Tersangka Kasus ABT Depnakertrans
Taswin Zein | Kasubdit Pengembangan Sistem dan Inovasi Direktorat Produktivitas Ditjen Pembinaan Pelatihan dan Produktivitas Depnakertrans |
Bachrun Effendi | Sesditjen Pembinaan dan Penempatan Tenaga Kerja Dalam Negeri Depnakertrans |
Mulyono Subroto | Direktur PT Mulindo Agung Trikarsa |
Erry Fuad | Direktur CV Dareta |
Ines Wulanari Setyawati | Direktris PT Gita Vidya Hutama |
Vaylana Dharmawan | Direktur PT Suryantara Purna Wibawa |
Karnawi | Direktur PT Panton Pauh Putra |
Bagindo Quirino | Kasi Audit BPK |
Wakil Ketua KPK Chandra Hamzah mengungkapkan pasal-pasal yang digunakan dalam penyidikan untuk Bagindo antara lain Pasal 12 huruf e dan a, Pasal 5 ayat (2), dan Pasal 11 UU No. 31 Tahun 1999 sebagaimana diubah dengan UU No. 20 Tahun 2001. Pemanggilan-pemanggilan akan mulai dilakukan minggu depan, ujar Chandra.
Tersangka kapal patroli
saat bersamaan, Antasari Azhar juga mengumumkan dua tersangka baru dalam kasus korupsi pengadaan kapal patroli Departemen Perhubungan. Kedua nama itu, Direktur Kesatuan Penjagaan Laut dan Pantai Djoni Al-gamar serta Kepala Seksi Sarana Kesatuan Penjagaan Laut dan Pantai Tansean Parlindungan Malau. Seperti halnya Bagindo Quirino, Antasari menjelaskan penetapan tersangka terhadap Djoni dan Tansean didasarkan pada hasil penyidikan dan fakta persidangan.

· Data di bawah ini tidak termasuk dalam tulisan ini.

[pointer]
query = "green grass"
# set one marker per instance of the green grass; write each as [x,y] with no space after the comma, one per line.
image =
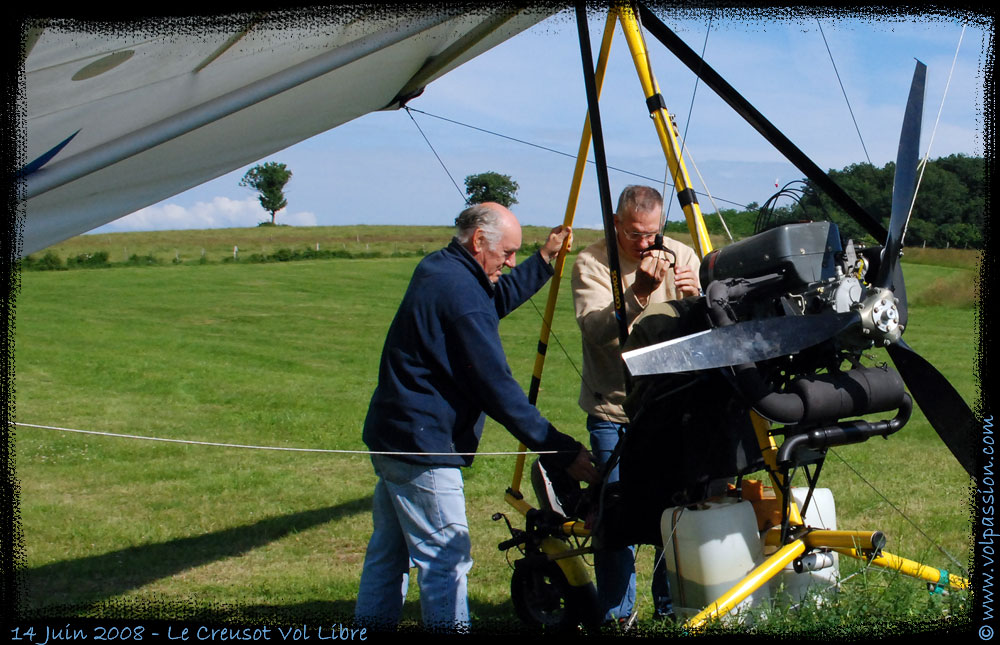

Tersangka Kasus Kapal Patroli
Bulyan Royan | Anggota Komisi V DPR |
Dedi Suwarsono | Direktur PT Binamina Karya Perkasa |
Djoni Al-gamar | Direktur Kesatuan Penjagaan Laut dan Pantai |
Tansean Parlindungan Malau | Kepala Seksi Sarana Kesatuan Penjagaan Laut dan Pantai |
Keduanya dibidik dengan Pasal 2 ayat (1), Pasal 3, Pasal 12 huruf e dan a, Pasal 5 ayat (2), dan Pasal 11 UU No. 31 Tahun 1999 sebagaimana diubah dengan UU No. 20 Tahun 2001. Ini baru pasal-pasal yang digunakan dalam proses penyidikan, kita lihat nanti apakah juga akan dipakai untuk dakwaan, Chandra Hamzah menambahkan.